To pass the subject, a total score of 5 or higher must be achieved. It is essential to pass all the practices indicated as mandatory. Late submissions will not be assessed

Condition for qualification of Not Presented: do not present any practice and do not attend the final exam.

Students who are not newly enrolled do not retain grades from previous courses.

Recovery opportunity (July) and extraordinary:

The assessment will be the same as in the ordinary opportunity. Students who have not submitted the proposed assignments throughout the semester must submit them before the established date.

Condition for qualification of Not Presented: do not present any practice and do not attend the final exam.

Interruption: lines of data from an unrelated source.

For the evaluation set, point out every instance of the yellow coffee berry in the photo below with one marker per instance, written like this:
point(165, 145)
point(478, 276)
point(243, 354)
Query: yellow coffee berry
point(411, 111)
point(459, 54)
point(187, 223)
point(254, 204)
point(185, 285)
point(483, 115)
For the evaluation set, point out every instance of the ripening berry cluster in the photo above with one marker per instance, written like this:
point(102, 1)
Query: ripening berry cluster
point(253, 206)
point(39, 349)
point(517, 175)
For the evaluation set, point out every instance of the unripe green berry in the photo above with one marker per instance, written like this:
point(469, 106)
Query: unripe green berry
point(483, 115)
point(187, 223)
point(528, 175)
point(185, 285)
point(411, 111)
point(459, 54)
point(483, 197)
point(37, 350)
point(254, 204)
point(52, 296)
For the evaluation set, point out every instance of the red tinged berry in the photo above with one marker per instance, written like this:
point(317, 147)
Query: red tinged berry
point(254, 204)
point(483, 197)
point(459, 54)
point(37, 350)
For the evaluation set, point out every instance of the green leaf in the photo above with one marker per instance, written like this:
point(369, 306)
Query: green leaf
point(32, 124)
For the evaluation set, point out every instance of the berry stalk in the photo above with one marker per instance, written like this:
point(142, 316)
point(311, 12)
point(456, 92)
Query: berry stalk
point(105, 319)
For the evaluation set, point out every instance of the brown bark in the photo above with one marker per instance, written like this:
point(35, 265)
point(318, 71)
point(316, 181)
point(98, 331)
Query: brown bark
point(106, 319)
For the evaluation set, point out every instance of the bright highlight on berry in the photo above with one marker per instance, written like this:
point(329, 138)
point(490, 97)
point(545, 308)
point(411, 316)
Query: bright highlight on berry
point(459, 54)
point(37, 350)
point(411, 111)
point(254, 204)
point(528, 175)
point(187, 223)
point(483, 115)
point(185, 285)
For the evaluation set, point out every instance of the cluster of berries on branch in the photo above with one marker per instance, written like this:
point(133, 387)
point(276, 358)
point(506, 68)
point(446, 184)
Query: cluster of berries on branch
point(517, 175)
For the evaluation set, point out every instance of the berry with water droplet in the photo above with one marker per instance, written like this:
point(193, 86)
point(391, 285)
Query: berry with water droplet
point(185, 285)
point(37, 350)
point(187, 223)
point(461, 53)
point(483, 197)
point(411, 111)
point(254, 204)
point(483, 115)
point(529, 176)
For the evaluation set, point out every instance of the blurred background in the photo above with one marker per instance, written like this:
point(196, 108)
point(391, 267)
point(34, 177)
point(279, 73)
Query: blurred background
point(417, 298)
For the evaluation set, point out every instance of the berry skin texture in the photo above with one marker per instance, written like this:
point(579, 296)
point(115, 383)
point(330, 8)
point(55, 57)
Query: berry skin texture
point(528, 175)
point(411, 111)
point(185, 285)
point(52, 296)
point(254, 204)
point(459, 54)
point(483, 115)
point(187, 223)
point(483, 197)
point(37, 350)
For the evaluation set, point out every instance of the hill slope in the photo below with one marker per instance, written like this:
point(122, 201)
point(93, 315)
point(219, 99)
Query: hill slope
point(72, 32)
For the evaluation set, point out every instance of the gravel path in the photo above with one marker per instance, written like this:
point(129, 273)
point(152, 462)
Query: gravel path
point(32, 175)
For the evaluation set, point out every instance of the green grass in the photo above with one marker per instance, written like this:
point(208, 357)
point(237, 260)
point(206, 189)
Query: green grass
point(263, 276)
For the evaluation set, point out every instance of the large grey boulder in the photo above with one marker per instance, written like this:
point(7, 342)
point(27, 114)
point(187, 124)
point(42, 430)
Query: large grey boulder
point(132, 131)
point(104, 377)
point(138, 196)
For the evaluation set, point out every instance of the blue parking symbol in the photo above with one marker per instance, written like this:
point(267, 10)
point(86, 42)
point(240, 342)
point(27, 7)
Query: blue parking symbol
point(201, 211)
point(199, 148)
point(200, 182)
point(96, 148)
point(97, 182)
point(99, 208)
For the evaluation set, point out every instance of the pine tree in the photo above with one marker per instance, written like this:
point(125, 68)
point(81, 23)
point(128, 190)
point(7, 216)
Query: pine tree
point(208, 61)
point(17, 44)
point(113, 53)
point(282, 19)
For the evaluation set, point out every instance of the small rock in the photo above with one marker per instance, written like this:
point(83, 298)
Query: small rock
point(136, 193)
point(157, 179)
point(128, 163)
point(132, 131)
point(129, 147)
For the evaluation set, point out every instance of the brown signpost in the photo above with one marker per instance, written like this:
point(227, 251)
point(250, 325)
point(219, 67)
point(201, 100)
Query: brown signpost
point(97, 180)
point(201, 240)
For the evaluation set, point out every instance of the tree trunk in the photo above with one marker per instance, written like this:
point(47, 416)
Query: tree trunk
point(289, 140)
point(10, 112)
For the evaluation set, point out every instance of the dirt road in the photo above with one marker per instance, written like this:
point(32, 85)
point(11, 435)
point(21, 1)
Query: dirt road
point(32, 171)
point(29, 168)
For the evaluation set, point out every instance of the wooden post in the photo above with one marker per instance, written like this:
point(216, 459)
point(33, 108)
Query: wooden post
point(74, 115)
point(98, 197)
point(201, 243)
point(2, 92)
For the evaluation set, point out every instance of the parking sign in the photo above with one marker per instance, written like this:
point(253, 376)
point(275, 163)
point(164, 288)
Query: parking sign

The submitted work must be original by the student. In accordance with article 14, section 4, of the regulations, the delivery of non-original works or with duplicate parts (either by copies between colleagues or by obtaining from other sources...) will carry a global grade of SUSPENSION IN THE ANNUAL CALL, both for the /a student who presents copied material as if to whom it was provided. 


Sources of information
Basic

- Class notes provided by the professors

- A. Polak, <i>Scaling Machine Learning with Spark</i>, O'Reilly, 2023

- I. Triguero, M. Galar, <i>Large-Scale Data Analytics with Python and Spark</i>, Cambridge University Press, 2023

Complementary

- T. White, <i>Hadoop: The Definitive Guide</i>, 4th Edition, O'Reilly, 2015

- J. Damji, B. Wenig, T. Das and D. Lee. <i>Learning Spark</i>, 2nd Edition, O'Reilly, 2020


Recommendations
Subjects that it is recommended to have taken before
AI Fundamentals/614544001
Machine Learning I  /614544012
Machine Learning II /614544014

Subjects that are recommended to be taken simultaneously

Subjects that continue the syllabus

Other comments


(*)The teaching guide is the document in which the URV publishes the information about all its courses. It is a public document and cannot be modified. Only in exceptional cases can it be revised by the competent agent or duly revised so that it is in line with current legislation.